Vandana Kollati
Governance‑First Evaluation of Agentic AI Systems for Regulated Enterprise Data Intelligence
Abstract:
Agentic Artificial Intelligence (AI) systems capable of autonomous planning, tool invocation, and workflow orchestration are increasingly adopted in regulated enterprise domains such as healthcare, finance, and public administration. While these systems offer significant operational benefits, their autonomy introduces critical governance and security risks, including unauthorized data access, regulatory non‑compliance, and orchestration‑layer attacks under frameworks such as HIPAA, GDPR, and the EU AI Act. Existing comparative studies largely emphasize functional performance and neglect real‑world governance requirements.
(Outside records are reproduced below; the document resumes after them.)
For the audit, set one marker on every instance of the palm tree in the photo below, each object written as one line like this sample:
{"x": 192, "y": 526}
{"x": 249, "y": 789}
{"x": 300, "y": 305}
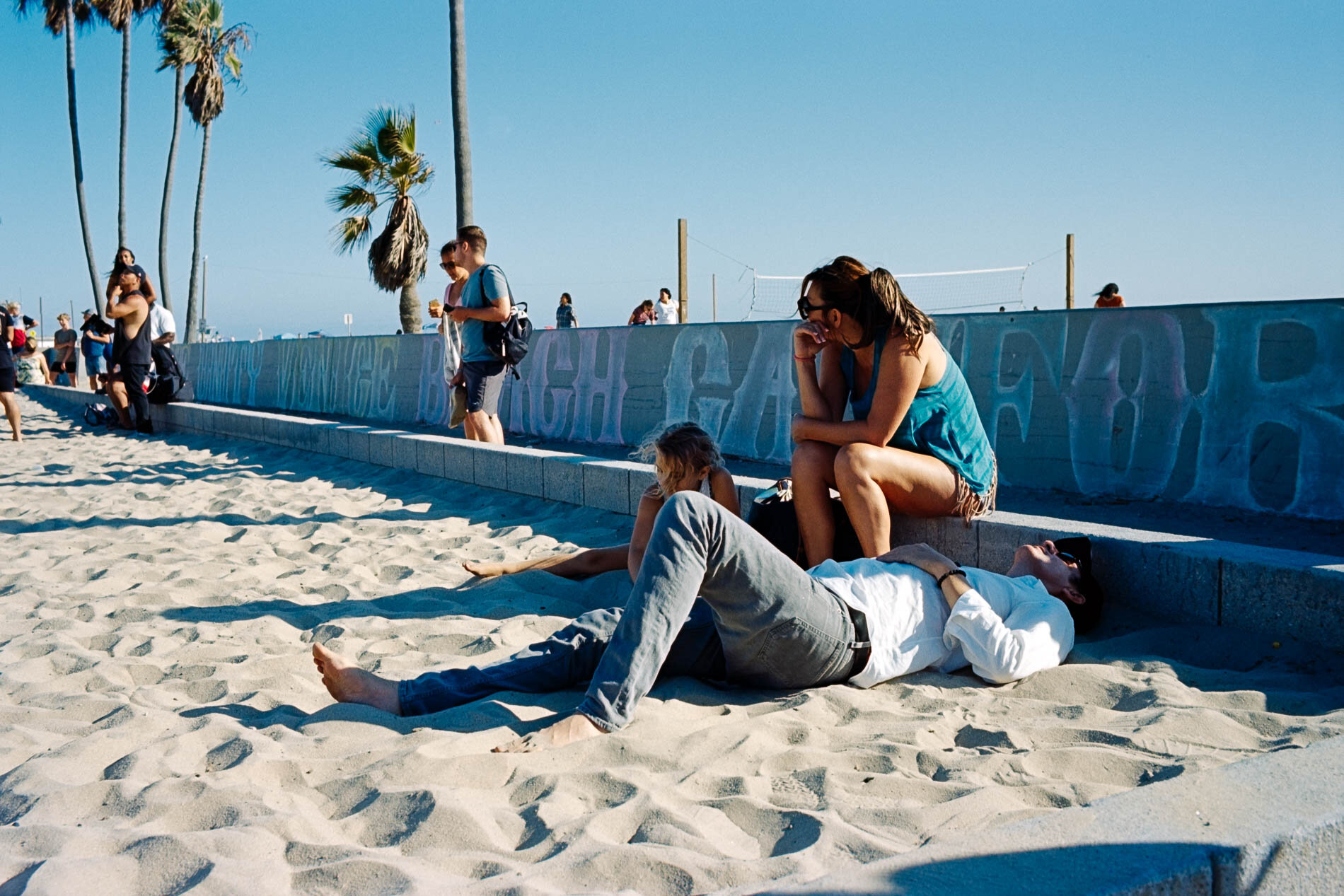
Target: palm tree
{"x": 120, "y": 15}
{"x": 202, "y": 40}
{"x": 174, "y": 58}
{"x": 61, "y": 18}
{"x": 385, "y": 167}
{"x": 461, "y": 140}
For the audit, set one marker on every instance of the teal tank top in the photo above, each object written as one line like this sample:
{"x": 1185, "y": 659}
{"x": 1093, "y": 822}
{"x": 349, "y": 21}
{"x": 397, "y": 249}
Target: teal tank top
{"x": 942, "y": 421}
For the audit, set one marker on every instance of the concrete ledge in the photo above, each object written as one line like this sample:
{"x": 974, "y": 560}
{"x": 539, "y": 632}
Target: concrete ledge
{"x": 1273, "y": 824}
{"x": 1179, "y": 578}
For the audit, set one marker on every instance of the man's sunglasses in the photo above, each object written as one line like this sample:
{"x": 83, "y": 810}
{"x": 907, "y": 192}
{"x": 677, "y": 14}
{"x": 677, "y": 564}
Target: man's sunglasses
{"x": 806, "y": 308}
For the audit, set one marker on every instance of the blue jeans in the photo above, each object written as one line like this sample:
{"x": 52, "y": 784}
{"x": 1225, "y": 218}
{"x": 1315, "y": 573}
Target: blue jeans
{"x": 714, "y": 600}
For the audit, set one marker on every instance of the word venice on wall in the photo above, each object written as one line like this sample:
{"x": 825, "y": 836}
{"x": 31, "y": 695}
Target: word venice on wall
{"x": 1236, "y": 405}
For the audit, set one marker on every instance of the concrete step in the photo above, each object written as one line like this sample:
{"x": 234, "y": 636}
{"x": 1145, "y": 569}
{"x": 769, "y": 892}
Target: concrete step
{"x": 1270, "y": 591}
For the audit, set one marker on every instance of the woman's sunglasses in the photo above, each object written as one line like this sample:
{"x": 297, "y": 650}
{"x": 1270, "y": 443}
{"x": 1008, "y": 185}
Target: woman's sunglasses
{"x": 806, "y": 308}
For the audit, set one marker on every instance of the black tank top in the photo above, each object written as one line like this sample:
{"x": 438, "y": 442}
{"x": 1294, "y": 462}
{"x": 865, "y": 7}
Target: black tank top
{"x": 136, "y": 349}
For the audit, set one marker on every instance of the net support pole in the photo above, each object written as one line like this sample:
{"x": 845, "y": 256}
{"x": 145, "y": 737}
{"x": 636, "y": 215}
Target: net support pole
{"x": 680, "y": 272}
{"x": 1069, "y": 270}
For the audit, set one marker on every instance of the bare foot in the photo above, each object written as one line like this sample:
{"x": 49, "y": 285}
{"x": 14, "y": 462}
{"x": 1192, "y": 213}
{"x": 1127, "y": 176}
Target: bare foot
{"x": 347, "y": 682}
{"x": 487, "y": 570}
{"x": 564, "y": 733}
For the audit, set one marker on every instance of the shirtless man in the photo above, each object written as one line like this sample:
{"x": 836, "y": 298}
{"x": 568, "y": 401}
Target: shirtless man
{"x": 129, "y": 310}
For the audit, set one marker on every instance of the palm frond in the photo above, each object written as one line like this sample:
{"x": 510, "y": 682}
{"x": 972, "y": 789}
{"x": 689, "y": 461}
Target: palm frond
{"x": 352, "y": 198}
{"x": 351, "y": 233}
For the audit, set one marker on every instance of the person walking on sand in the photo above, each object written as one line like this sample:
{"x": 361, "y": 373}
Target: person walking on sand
{"x": 131, "y": 352}
{"x": 685, "y": 460}
{"x": 66, "y": 361}
{"x": 643, "y": 315}
{"x": 666, "y": 309}
{"x": 485, "y": 300}
{"x": 93, "y": 340}
{"x": 8, "y": 375}
{"x": 1109, "y": 297}
{"x": 714, "y": 600}
{"x": 915, "y": 445}
{"x": 564, "y": 318}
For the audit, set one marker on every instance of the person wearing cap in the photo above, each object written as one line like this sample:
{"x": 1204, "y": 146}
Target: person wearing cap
{"x": 714, "y": 600}
{"x": 95, "y": 336}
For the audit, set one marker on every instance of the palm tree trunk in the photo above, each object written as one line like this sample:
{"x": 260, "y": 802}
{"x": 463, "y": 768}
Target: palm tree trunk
{"x": 125, "y": 124}
{"x": 410, "y": 308}
{"x": 461, "y": 139}
{"x": 163, "y": 210}
{"x": 192, "y": 296}
{"x": 74, "y": 143}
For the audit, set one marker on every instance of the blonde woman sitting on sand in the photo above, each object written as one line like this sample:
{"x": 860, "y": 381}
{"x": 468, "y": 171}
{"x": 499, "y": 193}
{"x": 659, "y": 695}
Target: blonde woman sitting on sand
{"x": 685, "y": 458}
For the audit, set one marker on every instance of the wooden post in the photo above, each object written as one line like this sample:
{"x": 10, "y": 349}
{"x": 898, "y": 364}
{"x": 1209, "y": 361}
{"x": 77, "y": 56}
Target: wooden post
{"x": 683, "y": 312}
{"x": 1069, "y": 270}
{"x": 204, "y": 274}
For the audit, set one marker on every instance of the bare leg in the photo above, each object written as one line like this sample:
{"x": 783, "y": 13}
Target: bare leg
{"x": 570, "y": 566}
{"x": 564, "y": 733}
{"x": 347, "y": 682}
{"x": 117, "y": 392}
{"x": 875, "y": 480}
{"x": 11, "y": 410}
{"x": 813, "y": 475}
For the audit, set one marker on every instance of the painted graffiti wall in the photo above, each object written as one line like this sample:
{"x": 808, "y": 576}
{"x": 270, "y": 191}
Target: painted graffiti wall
{"x": 1238, "y": 405}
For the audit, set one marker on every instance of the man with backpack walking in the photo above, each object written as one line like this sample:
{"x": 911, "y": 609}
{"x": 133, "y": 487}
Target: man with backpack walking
{"x": 485, "y": 300}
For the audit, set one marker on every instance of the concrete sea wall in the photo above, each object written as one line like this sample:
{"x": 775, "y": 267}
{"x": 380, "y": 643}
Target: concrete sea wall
{"x": 1233, "y": 405}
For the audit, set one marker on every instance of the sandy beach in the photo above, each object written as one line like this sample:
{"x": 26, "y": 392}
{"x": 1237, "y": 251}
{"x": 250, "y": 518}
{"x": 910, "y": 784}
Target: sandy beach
{"x": 164, "y": 727}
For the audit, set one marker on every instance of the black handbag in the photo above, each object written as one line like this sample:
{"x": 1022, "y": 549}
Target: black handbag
{"x": 775, "y": 516}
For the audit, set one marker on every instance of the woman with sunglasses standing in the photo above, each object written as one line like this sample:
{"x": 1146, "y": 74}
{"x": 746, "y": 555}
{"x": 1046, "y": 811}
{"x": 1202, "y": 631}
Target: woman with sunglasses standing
{"x": 915, "y": 443}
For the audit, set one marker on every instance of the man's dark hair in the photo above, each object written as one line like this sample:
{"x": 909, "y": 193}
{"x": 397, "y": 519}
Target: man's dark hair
{"x": 473, "y": 237}
{"x": 1088, "y": 615}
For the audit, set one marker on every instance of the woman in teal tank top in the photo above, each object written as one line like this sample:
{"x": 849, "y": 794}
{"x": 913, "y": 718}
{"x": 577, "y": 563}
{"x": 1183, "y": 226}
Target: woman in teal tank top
{"x": 915, "y": 445}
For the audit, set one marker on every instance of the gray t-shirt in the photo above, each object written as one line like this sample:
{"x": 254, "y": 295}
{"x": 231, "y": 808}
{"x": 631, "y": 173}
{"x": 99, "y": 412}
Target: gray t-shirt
{"x": 485, "y": 284}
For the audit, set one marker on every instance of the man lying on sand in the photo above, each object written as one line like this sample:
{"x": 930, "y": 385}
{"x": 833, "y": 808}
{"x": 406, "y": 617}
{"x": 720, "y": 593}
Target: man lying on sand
{"x": 715, "y": 601}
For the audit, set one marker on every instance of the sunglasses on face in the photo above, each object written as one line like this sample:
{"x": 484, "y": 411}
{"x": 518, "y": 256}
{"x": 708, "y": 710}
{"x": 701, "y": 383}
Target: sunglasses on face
{"x": 806, "y": 308}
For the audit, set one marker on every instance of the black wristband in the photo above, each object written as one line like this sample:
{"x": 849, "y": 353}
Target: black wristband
{"x": 954, "y": 571}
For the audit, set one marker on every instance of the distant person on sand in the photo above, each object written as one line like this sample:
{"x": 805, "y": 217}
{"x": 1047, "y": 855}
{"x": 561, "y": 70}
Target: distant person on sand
{"x": 685, "y": 460}
{"x": 93, "y": 342}
{"x": 31, "y": 366}
{"x": 667, "y": 310}
{"x": 1109, "y": 297}
{"x": 564, "y": 318}
{"x": 915, "y": 445}
{"x": 715, "y": 601}
{"x": 67, "y": 361}
{"x": 8, "y": 374}
{"x": 485, "y": 300}
{"x": 131, "y": 351}
{"x": 452, "y": 332}
{"x": 643, "y": 315}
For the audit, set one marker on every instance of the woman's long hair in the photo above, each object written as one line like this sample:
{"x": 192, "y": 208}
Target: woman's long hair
{"x": 873, "y": 298}
{"x": 117, "y": 265}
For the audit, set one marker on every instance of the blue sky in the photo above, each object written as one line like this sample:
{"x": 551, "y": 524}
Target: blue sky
{"x": 1196, "y": 149}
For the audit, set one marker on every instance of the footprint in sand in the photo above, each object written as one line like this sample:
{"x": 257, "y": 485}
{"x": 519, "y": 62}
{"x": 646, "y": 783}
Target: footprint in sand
{"x": 228, "y": 754}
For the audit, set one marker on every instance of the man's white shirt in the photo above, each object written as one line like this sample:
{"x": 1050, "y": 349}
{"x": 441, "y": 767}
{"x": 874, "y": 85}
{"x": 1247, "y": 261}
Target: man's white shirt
{"x": 667, "y": 313}
{"x": 1003, "y": 628}
{"x": 161, "y": 321}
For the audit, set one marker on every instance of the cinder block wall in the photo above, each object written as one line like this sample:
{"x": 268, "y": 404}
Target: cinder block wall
{"x": 1233, "y": 405}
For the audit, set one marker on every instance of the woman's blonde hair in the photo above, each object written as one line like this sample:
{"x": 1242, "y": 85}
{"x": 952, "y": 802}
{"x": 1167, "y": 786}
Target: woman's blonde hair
{"x": 685, "y": 448}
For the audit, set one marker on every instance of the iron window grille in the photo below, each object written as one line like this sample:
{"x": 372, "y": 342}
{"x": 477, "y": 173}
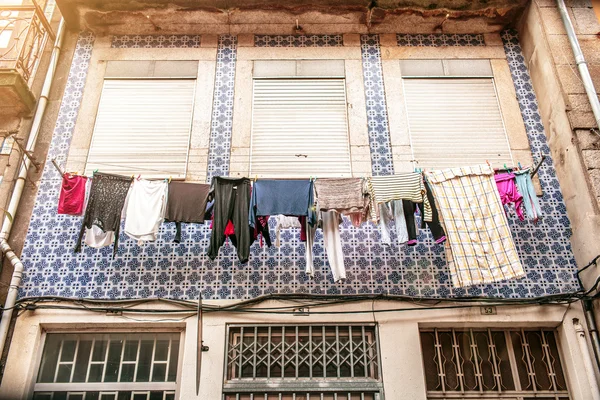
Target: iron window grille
{"x": 492, "y": 364}
{"x": 308, "y": 362}
{"x": 108, "y": 366}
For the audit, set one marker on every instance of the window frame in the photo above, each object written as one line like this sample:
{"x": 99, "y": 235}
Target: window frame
{"x": 518, "y": 393}
{"x": 450, "y": 76}
{"x": 149, "y": 173}
{"x": 347, "y": 125}
{"x": 301, "y": 384}
{"x": 97, "y": 386}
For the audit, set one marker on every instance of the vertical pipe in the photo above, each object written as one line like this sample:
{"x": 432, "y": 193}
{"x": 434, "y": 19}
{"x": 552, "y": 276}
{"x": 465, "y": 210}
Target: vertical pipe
{"x": 586, "y": 78}
{"x": 590, "y": 320}
{"x": 587, "y": 359}
{"x": 15, "y": 282}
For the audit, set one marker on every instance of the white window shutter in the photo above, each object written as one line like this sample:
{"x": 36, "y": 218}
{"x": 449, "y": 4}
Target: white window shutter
{"x": 455, "y": 122}
{"x": 143, "y": 128}
{"x": 300, "y": 128}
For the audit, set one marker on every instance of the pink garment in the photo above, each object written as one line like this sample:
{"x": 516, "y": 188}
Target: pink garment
{"x": 509, "y": 192}
{"x": 72, "y": 195}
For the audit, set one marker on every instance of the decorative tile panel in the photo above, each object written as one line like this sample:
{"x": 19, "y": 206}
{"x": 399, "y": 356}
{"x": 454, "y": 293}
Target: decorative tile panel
{"x": 155, "y": 41}
{"x": 298, "y": 41}
{"x": 219, "y": 149}
{"x": 378, "y": 126}
{"x": 183, "y": 271}
{"x": 439, "y": 40}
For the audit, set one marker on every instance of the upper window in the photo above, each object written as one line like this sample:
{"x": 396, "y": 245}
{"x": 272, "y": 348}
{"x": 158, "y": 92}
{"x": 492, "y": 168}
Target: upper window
{"x": 141, "y": 366}
{"x": 492, "y": 364}
{"x": 143, "y": 128}
{"x": 452, "y": 104}
{"x": 291, "y": 362}
{"x": 299, "y": 120}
This paper presents a governance‑first comparative evaluation of three agentic AI platforms: Microsoft Fabric Copilot, Google Gemini agents, and the Meta LLaMA stack. Using the identified New York SPARCS hospital discharge dataset and the UNCTAD World Government Expenditure dataset, we executed regulated enterprise workflows with uniform privacy, access control, and auditing constraints. Results show that Microsoft Fabric Copilot achieves the highest governance maturity with complete auditability and zero unauthorized access incidents, while Gemini demonstrates strong scalability and latency. The open‑source LLaMA implementation exhibits higher compliance violations requiring additional hardening. We further introduce a four‑layer governance and cyber‑resilience framework that reduces compliance violations by 70% and unauthorized access attempts by 95%.
Profile:
Vandana Kollati is a technical data architect, data engineering, and enterprise data governance professional with extensive experience in designing secure, compliant, and scalable analytics platforms. Her work focuses on agentic AI systems, data quality frameworks, metadata governance, and regulatory‑aligned data intelligence architectures. She has led and contributed to multiple enterprise initiatives involving cloud‑native analytics, automated data quality, and AI governance in highly regulated environments.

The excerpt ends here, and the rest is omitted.